Claudia Faci
En aquel parque, ya sin colillas, encontró rota una de las dos cuerdas que sujetaban la base del columpio. Intentó anudar la fina soga para sentarse y conseguir balancearse mientras esperaba una vez más, la cita que nunca alcalzaría. El nudo de ocho, que su padre le había enseñado, aguantó lo suficiente mientras comía cerezas en el asiento y sus pies le balanceaban. Tal vez su contacto consiguiera allanar el paso que los tallos de cerezas obstaculizaban, pero allí donde la desantendió no reemprendería su encuentro.

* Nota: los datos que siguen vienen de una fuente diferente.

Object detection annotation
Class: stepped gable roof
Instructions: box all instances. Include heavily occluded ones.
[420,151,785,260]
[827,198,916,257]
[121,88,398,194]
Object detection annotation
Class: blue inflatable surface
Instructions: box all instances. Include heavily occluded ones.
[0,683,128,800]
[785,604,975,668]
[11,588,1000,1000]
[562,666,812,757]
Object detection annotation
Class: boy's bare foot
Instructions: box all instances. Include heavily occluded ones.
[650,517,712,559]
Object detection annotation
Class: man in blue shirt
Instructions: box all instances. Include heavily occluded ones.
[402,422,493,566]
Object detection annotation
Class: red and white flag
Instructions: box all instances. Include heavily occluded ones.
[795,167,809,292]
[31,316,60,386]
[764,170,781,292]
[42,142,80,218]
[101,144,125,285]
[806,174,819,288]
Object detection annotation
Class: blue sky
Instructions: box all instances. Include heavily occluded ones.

Ahora bien, andar por un radio de diez kilómetros, sin perder de vista las mismas huellas que halló hace años, como buen animal de costumbre, reincidiendo en determinados trayectos, limitandose a ir y venir, le proporcionaba cierta tranquilidad resistiendose a cambiar. Y no solo sus movimientos eran repetitivos, si no también su manera de pensar. Permitir que su pereza mental dominara su comportamiento, apareciendo una serie de trucos que le permetían decidir rápidamente y disminuir una reflexión profunda, coincidiendo con la incapacidad de reconocer los propios errores, le hacían no levantarse del columpio. Solo tenía que aprender a dejarse vencer poco a poco, entrenando los gestos más cariñosos o soberbios o ásperos, consiguiendo el perfecto atavío.